Bimetallic Sulfur‐Doped Nickel–Cobalt Selenides as Efficient Bifunctional Electrocatalysts for the Complete Decomposition of Water

The creation and enhancement of non‐precious metal bifunctional catalysts with superior stability and stabilizing activity is necessary to achieve water splitting in alkaline media. The paper presents a method for preparing nickel–cobalt bimetallic selenides (NiCo‐Sex/CF) using a combination of hydrothermal and high‐temperature selenization techniques. NiCo‐Sex/CF shows great potential as a catalyst for water separation. The catalyst's electronic structure and active centre can be modified by double doping with sulfur and selenium, resulting in increased selectivity and activity under varying reaction conditions. This method also offers the benefits of a simple preparation process and applicability to a wide range of catalytic reactions. Experimental results demonstrate that an overpotential of 194 mV produces a current density of 10 mA cm−2 when using this electrocatalyst as an OER catalyst.

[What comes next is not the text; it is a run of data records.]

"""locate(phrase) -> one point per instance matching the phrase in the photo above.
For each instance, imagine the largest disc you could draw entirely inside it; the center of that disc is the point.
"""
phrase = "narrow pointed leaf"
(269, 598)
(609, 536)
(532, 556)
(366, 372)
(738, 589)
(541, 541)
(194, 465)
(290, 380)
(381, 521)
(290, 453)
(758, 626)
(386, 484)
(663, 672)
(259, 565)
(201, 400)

When used as a HER catalyst, the electrocatalyst required an overpotential of only 76 mV to generate a current density of 10 mA cm−2.Furthermore, a voltage of 1.5 V can drive the overall decomposition of water to achieve a current density of 10 mA cm−2. This study highlights the potential of sulfur‐selenide double‐doped catalysts for both scientific research and practical applications. Selenium‐sulfur doped catalysts are generated by hydrothermal and high temperature selenization methods. It shows great OER and HER activities in 1 m KOH, with overpotentials of 194 and 76 mV at 10 mA cm−2. Co‐doping and metal synergies make it more stable and expose more active sites. It delivers 10 mA cm−2 at a cell voltage of 1.5 V, indicating practical application potential.